Bu da yetmiyor, Deli Dumrul misali taksi durakları mafyası palazlandırılıyor. Özellikle başkasının taksisinde neredeyse karın tokluğuna çalışan on binlerce gececi ve gündüzcü şöför plaka ya da taksinin sahibine sömürüldüğü yetmiyormuş gibi bir de bu taksi duraklarındaki köy ağalarına haraç vermek durumunda kalıyorlar.

Bu durum yanlış yönetim sonucu ortaya çıkmış değil. Hata değil, umursamamazlık değil. Bilinçli bir politika. Taksi ve plaka sahiplerinin -aynı minibüsçüler gibi- korunması sağ politikaların vaz geçilmezidir. Taksici hem bilgi toplayan ajan olarak, hem de geveze propagandist olarak durmaksızın kullanılır. Hem de köy derneklerinin lokallerinde, esnaf odalarında, kahvelerde ya da parti bürolarında toplantılar yapılarak. Bazen gaza getirilerek, bazen tehdit edilerek.
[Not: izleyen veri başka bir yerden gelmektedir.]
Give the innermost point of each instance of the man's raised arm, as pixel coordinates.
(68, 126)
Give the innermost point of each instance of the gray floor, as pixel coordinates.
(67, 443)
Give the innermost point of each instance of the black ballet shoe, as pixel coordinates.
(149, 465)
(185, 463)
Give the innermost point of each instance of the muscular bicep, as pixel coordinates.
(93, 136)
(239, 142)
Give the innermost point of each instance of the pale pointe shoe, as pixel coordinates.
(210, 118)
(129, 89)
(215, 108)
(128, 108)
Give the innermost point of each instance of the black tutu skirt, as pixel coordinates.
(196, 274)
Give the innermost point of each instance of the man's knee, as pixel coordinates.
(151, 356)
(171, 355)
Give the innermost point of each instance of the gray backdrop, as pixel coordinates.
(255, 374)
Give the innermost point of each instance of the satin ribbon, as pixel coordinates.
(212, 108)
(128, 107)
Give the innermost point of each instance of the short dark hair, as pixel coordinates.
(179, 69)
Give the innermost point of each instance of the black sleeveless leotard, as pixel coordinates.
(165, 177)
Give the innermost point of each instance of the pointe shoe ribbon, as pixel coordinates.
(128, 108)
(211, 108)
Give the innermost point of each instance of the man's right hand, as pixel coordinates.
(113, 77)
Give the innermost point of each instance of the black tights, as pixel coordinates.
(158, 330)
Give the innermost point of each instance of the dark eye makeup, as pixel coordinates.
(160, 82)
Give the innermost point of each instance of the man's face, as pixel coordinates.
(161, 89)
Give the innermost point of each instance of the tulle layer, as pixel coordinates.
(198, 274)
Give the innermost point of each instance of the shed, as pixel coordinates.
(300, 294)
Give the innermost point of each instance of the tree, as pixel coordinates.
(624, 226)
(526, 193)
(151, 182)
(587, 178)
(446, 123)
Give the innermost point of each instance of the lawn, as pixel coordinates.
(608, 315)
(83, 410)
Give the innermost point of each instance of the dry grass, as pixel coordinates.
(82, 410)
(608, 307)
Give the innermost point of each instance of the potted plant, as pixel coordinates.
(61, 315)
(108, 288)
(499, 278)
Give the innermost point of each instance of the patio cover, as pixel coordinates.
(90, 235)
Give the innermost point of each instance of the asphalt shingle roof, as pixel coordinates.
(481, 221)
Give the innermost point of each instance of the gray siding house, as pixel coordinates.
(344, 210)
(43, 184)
Örnekleri çok, Gezi olaylarında yaptıkları hala hafızamızda. Saldırılar ya da felaketler sırasında insanların korkularını sömürüp, bir kaç katı para koparmaya çalışmaları da. 3. havalimanı ve 3. köprünün ne muhteşem yatırım olacağı, Almanların bizden korktuğu saçmalıkları bilinçli bir şekilde çıkarılmış ve taksiciler tarafından topluma iletilen propagandalardı. Kasım seçimlerinden önce etrafa yaydıkları şövenist zehir de öyle. Osmanlı tuğralı, Türk bayraklı taksicileri de unutmamak gerek. Durduk yere AKP’ye küfreden bir taksiciyle karşılaşırsanız sakın bu muhabbete kanmayın. Başınız doğrudan derde girecektir. Kısacası taksi plaka sahipleri ve taksi sahipleri, çalışanlar için İstanbul’un en tehlikeli, en kurnaz sınıfsal katmanıdır.

Yani, sorun yalnızca “sarı öfke”den çekinme ve onlardan gelecek oylara oynama değil. Mutualist, en habisinden karşılıklı kirli çıkara dayalı bir ilişki var aralarında. Bir tür win-win durumu. Yani, ben de kazanayım, sen de kazan. Tabi kazananlar iktidar ve taksi plakası sahibiyken, kaybedenler müşteriler ve mülksüz taksi şöförleri.

İşte Uber bu sefahat düzenini rahatsız etmeye başladı. Uber söförlerinden bir bölümünün eski mülksüz taksi şöförlerinden olduğunu da göz ardı etmemek gerek. Tutup, yüz milyonlarca dolar cirosu olan bir şirketi savunacak değiliz elbette. Ama rekabet, şirketleşme, fiyatların düşmesi ve rant ekonomisinin ortadan kalkması tabi ki bizim işimize gelecektir. Yeni bir üretim modelinin rant yiyici taksici esnafının karşısına çıkması da öyle. Ama problem yalnızca Uber değil. Asıl problem ekonomik krizle birlikte düşen gelirler. Giderek daha az iş yapan taksiciler. Fiyatı çok bulup taksi kullanmayan çalışan sınıf. Daralan ekonomi.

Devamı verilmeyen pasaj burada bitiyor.